I am attempting to confirm some calculations given to me during class, regarding the work duration of different projects.
This table concerns a 100 man-month project, where using the Optimal Span Hypothesis the the efficiency percentage is calculated. See below for table of results.
I am able to replicate the results in the efficiency column using the following Matlab code.
hold on
for N = 5:500
ESQRT = 100*sqrt(N - 1)/(N)
EOSH = -100*((N - 1)/N)*(2/(N - 2))*log2(2/(N - 2))/0.53
EC = ESQRT*EOSH*(N/(N-1))/100
plot(N,EC,'*')
end
Where at N = 6 i get 35.1% and N = 9 i get 30.6% etc.
Using a given formula of $$W = N^{0.5} $$ where W is work and N numbers of agents. The work is then converted into monthly duration by the following $$months = \frac{manmonths}{W}$$where months is the calculated duration in months and manmonths is the project duration.

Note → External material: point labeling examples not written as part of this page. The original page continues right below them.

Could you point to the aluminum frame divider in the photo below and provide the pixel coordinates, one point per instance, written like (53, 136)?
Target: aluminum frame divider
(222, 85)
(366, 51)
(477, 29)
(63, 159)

If there is one agent, at 100% efficiency i can replicate the duration of 8.3 years. $$W = 1^{0.5} = 1, months = \frac{100}{1}, years = \frac{100}{12} = 8.333$$
My Problem is then: I can't recreate the duration for the 6 agent and 9 agent projects. I have tried changing the work formula to incooperate the efficiency, but it yields incorrect results (With the 6 agents case it yields 5.7 years.) $$work = (ef\% \cdot N)^{0.5}$$
I'm almost certain the the solution is fairly obvious and I'm just missing something. Thank you in advance.